O estudo - realizado em Orsay pela equipa de Mónica Zilbovicius (Instituto Francês da Investigação e da Saúde, serviço hospitalar Frédéric Joliot), em colaboração com a Universidade de Montreal, no Canadá - revela a incapacidade dos autistas para activarem as zonas do cérebro especificamente dedicadas ao reconhecimento da voz humana.

O autismo é uma perturbação global do desenvolvimento que se evidencia durante a primeira infância (antes dos três anos de idade), caracterizada por dificuldades na interacção social, na comunicação e na imaginação, que afecta uma ou duas crianças em cada mil, sendo que a prevalência é essencialmente masculina (quatro para um).
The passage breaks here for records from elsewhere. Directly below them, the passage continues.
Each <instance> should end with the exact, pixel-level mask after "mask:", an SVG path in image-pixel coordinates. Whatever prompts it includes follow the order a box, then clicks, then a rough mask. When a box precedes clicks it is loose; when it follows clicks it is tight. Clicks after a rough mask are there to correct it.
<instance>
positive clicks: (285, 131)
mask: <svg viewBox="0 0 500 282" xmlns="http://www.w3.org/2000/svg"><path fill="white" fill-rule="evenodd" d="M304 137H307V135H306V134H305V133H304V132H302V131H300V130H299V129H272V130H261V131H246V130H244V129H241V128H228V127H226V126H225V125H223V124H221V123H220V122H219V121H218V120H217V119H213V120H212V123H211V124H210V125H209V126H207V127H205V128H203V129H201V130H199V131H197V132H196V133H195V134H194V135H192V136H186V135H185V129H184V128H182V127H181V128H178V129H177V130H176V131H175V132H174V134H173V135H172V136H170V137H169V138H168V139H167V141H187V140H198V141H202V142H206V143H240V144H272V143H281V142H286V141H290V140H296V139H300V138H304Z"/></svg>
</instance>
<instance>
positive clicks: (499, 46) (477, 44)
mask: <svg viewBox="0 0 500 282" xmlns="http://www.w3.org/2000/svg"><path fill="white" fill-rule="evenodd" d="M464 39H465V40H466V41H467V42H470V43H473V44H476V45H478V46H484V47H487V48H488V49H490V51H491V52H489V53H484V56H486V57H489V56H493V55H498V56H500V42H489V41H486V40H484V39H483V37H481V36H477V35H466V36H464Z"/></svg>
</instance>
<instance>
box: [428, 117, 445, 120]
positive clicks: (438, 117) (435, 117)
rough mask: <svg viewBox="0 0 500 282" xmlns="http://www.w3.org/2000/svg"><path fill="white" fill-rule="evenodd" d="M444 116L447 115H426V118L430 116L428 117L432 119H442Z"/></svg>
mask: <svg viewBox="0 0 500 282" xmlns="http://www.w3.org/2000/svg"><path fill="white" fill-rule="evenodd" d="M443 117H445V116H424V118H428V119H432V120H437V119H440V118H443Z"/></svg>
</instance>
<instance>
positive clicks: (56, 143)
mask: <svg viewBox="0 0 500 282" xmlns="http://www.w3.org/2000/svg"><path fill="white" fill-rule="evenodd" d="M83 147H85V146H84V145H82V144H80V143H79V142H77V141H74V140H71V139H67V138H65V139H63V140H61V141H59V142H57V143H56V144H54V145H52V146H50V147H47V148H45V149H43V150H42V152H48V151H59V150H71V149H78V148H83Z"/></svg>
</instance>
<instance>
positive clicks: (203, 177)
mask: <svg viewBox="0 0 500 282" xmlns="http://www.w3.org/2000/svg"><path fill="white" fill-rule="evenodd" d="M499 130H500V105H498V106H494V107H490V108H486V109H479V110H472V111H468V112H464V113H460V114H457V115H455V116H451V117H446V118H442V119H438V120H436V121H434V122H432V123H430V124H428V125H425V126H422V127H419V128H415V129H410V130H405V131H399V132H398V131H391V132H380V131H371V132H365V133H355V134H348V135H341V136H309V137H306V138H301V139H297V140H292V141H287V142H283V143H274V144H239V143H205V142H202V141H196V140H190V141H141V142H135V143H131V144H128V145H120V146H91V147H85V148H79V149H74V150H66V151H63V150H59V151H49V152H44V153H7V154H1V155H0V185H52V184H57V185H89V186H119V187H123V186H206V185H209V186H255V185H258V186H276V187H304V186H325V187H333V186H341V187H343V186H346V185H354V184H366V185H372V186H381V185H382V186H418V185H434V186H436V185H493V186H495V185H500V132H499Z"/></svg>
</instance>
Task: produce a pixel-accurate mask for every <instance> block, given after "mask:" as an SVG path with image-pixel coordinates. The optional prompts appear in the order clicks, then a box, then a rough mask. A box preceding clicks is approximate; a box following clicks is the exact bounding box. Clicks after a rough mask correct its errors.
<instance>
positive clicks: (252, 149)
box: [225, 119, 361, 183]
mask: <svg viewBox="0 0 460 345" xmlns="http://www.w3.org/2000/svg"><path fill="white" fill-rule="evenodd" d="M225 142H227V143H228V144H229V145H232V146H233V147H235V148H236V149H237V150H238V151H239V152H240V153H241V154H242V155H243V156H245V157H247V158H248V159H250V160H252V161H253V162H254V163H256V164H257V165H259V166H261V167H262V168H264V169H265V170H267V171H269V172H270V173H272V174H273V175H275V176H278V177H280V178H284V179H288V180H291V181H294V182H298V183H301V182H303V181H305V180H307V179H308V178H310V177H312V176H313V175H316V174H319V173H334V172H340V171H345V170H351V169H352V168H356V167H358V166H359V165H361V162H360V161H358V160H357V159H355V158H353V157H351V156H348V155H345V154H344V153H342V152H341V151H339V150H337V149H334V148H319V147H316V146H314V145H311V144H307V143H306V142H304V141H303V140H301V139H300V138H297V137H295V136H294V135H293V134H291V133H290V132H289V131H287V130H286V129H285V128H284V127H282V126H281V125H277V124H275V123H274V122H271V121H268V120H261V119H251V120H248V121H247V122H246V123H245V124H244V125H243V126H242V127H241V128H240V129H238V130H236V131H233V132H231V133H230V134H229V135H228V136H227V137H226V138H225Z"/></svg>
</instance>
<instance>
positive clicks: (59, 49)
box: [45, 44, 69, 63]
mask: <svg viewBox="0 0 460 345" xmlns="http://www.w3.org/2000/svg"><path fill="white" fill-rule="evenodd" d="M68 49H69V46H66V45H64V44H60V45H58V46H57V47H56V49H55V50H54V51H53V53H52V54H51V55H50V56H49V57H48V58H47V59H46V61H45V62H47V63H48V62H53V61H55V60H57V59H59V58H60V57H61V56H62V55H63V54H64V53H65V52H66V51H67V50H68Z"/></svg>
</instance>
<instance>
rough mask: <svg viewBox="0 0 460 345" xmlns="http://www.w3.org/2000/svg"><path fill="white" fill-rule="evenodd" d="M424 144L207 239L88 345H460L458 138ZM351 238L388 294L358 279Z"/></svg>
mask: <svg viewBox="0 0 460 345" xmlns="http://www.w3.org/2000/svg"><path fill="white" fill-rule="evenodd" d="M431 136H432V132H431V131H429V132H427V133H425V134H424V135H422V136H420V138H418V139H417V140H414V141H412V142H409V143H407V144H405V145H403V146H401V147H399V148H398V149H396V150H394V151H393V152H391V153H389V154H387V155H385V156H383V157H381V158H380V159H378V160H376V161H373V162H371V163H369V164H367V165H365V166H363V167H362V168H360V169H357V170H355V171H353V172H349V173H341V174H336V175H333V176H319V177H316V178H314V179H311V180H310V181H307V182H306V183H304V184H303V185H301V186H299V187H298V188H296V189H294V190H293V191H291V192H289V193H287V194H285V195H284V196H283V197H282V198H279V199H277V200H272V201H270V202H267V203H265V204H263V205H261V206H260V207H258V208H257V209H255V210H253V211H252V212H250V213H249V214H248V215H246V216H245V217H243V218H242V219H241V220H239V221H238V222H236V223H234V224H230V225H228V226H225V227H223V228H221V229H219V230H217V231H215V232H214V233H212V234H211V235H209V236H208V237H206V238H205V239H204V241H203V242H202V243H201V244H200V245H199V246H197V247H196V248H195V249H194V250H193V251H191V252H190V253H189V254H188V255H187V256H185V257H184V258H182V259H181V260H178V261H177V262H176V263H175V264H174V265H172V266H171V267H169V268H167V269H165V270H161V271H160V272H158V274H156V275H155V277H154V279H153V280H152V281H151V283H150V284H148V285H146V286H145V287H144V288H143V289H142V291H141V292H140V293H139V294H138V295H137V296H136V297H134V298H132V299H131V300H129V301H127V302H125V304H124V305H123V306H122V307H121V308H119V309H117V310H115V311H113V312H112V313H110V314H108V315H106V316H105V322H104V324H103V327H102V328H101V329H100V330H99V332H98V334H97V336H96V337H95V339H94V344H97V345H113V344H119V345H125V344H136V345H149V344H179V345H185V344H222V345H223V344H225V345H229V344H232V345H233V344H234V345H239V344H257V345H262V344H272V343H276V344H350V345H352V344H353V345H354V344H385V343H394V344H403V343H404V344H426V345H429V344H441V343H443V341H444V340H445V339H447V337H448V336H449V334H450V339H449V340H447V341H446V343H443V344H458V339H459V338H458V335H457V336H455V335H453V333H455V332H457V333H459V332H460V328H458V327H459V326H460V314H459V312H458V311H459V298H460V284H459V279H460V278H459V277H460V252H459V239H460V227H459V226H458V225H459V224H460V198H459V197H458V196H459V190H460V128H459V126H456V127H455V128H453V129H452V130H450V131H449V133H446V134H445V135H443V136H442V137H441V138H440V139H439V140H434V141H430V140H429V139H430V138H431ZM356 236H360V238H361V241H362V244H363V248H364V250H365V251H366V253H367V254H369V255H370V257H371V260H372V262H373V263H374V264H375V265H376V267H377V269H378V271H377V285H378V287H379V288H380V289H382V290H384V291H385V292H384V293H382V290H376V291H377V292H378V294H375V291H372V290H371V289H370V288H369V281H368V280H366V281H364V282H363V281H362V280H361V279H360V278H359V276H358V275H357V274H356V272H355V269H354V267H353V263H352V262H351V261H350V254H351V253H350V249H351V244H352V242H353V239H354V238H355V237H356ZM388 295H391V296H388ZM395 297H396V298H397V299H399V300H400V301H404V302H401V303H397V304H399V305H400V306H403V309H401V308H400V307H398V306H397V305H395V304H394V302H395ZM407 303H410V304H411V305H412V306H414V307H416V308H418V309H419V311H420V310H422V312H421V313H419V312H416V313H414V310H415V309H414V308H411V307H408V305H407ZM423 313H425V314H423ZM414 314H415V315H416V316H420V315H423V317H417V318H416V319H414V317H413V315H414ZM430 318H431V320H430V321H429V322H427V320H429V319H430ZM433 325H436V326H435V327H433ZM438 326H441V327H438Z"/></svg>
Muitas vezes, os autistas apresentam também estereotipias (repetição do mesmo movimento, atitude, palavra ou frase), resultantes da ansiedade que sentem por não compreenderem o mundo que as rodeia.

Uma das características dos autistas é a dificuldade em comunicar, seja através de linguagem verbal, de gestos ou de expressões faciais. Apenas 50 por cento das crianças são capazes de falar e, entre esses, apenas dez conseguem utilizar a linguagem em termos sociais.

No entanto, estas características variam de caso para caso, pois o autismo compreende vários graus de desenvolvimento, desde o atraso mental profundo à inteligência acima da média (síndroma de Asperger, como aparece no célebre filme "Rain Man").

A origem concreta do autismo está ainda por determinar. Trata-se de uma disfunção do sistema nervoso central, que pode ter origem em vários factores, desde síndromas genéticos a viroses durante a gravidez (como a rubéola) ou alterações metabólicas causadas por dietas alimentares. No entanto, só cerca de 30 por cento das crianças têm uma causa conhecida por trás da doença. Na maior parte dos casos o autismo já nasce com a criança, mas isso pode não acontecer.

Para identificar as bases cerebrais desta doença, os investigadores de Orsay estudaram, recorrendo a imagens obtidas por ressonância magnética funcional (IRM funcional), como o cérebro dos autistas adultos percebe a voz humana em relação a outros sons.

A voz é um "estímulo auditivo rico em informação sobre a identidade e o estado emocional do interlocutor", sublinham. Além disso, é rica em informações "não verbais: ela constitui um verdadeiro rosto auditiva que nós sabemos interpretar. As nossas capacidades para percebermos estas informações vocais desempenham um papel crucial nas nossas interacções sociais", explicam.

Os cientistas registaram a actividade cerebral de cinco autistas adultos e de oito voluntários sãos enquanto ouviam sequências de sons que alternavam voz humana (palavra, choro, riso, canto) e outros barulhos "não vocais" (sinos, instrumentos de música, carros).

"Os resultados revelam nos autistas uma ausência de activação da área específica da percepção da voz", sublinham os investigadores.

Nos autistas, as regiões do cérebro activadas são exactamente as mesmas, mesmo que se oiçam vozes humanas ou outros sons.

Por outro lado, à pergunta "o que entendeu durante o exame", os autistas apenas indicam 8,5 por cento dos sons como voz humana (contra os 51,2 cento apontados pelos restantes indivíduos), confirmando a sua fraca capacidade de reconhecimento.

Estudos anteriores com a técnica de ressonância magnética tinham já revelado nos portadores de autismo uma disfunção similar para o reconhecimento de rostos.

"Estas anomalias do tratamento da voz e dos rostos sugerem que as dificuldades dos autistas em compreenderem o estado emocional dos outros e em interagirem com eles poderão estar ligadas a uma deficiência na percepção dos estímulos sociais", notam os cientistas.

A identificação destas deficiências de percepção "poderá permitir elaborar estratégias de reeducação" adaptadas, sugerem ainda os autores do estudo.